In the same way too, by determining the relation which a philosophical work professes to have to other treatises on the same subject, an extraneous interest is introduced, and obscurity is thrown over the point at issue in the knowledge of the truth. The more the ordinary mind takes the opposition between true and false to be fixed, the more is it accustomed to expect either agreement or contradiction with a given philosophical system, and only to see reason for the one or the other in any explanatory statement concerning such a system. It does not conceive the diversity of philosophical systems as the progressive evolution of truth; rather, it sees only contradiction in that variety. The bud disappears when the blossom breaks through, and we might say that the former is refuted by the latter; in the same way when the fruit comes, the blossom may be explained to be a false form of the plant’s existence, for the fruit appears as its true nature in place of the blossom. These stages are not merely differentiated; they supplant one another as being incompatible with one another. But the ceaseless activity of their own inherent nature makes them at the same time moments of an organic unity, where they not merely do not contradict one another, but where one is as necessary as the other; and this equal necessity of all moments constitutes alone and thereby the life of the whole. But contradiction as between philosophical systems is not wont to be conceived in this way; on the other hand, the mind perceiving the contradiction does not commonly know how to relieve it or keep it free from its onesidedness, and to recognize in what seems conflicting and inherently antagonistic the presence of mutually necessary moments.

The demand for such explanations, as also the attempts to satisfy this demand, very easily, pass for the essential business philosophy has to undertake. Where could the inmost truth of a philosophical work be found better expressed than in its purposes and results? and in what way could these be more definitely known than through their distinction from what is produced during the same period by others working in the same field? If, however, such procedure is to pass for more than the beginning of knowledge, if it is to pass for actually knowing, then we must, in point of fact, look on it as a device for avoiding the real business at issue, an attempt to combine the appearance of being in earnest and taking trouble about the subject with an actual neglect of the subject altogether. For the real subject-matter is not exhausted in its purpose, but in working the matter out; nor is the mere result attained the concrete whole itself, but the result along with the process of arriving at it. The purpose of itself is a lifeless universal, just as the general drift is a mere activity in a certain direction, which is still without its concrete realization; and the naked result is the corpse of the system which has left its guiding tendency behind it.
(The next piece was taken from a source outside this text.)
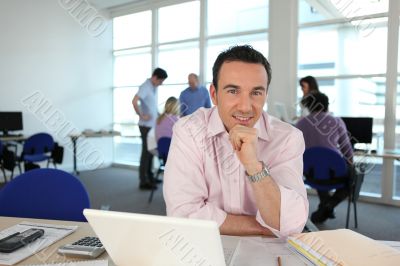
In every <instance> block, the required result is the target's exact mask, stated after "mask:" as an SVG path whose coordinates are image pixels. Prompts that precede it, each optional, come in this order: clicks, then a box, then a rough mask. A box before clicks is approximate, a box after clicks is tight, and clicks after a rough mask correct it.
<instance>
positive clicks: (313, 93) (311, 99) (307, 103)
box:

Similarly, the distinctive difference of anything is rather the boundary, the limit, of the subject; it is found at that point where the subject-matter stops, or it is what this subject-matter is not . To trouble oneself in this fashion with the purpose and results, and again with the differences, the positions taken up and judgments passed by one thinker and another, is therefore an easier task than perhaps it seems. For instead of laying hold of the matter in hand, a procedure of that kind is all the while away from the subject altogether. Instead of dwelling within it and becoming absorbed by it, knowledge of that sort is always grasping at something else; such knowledge, instead keeping to the subject-matter and giving itself up to it, never gets away from itself. The easiest thing of all is to pass judgments on what has a solid substantial content; it is more difficult to grasp it, and most of all difficult to do both together and produce the systematic exposition of it.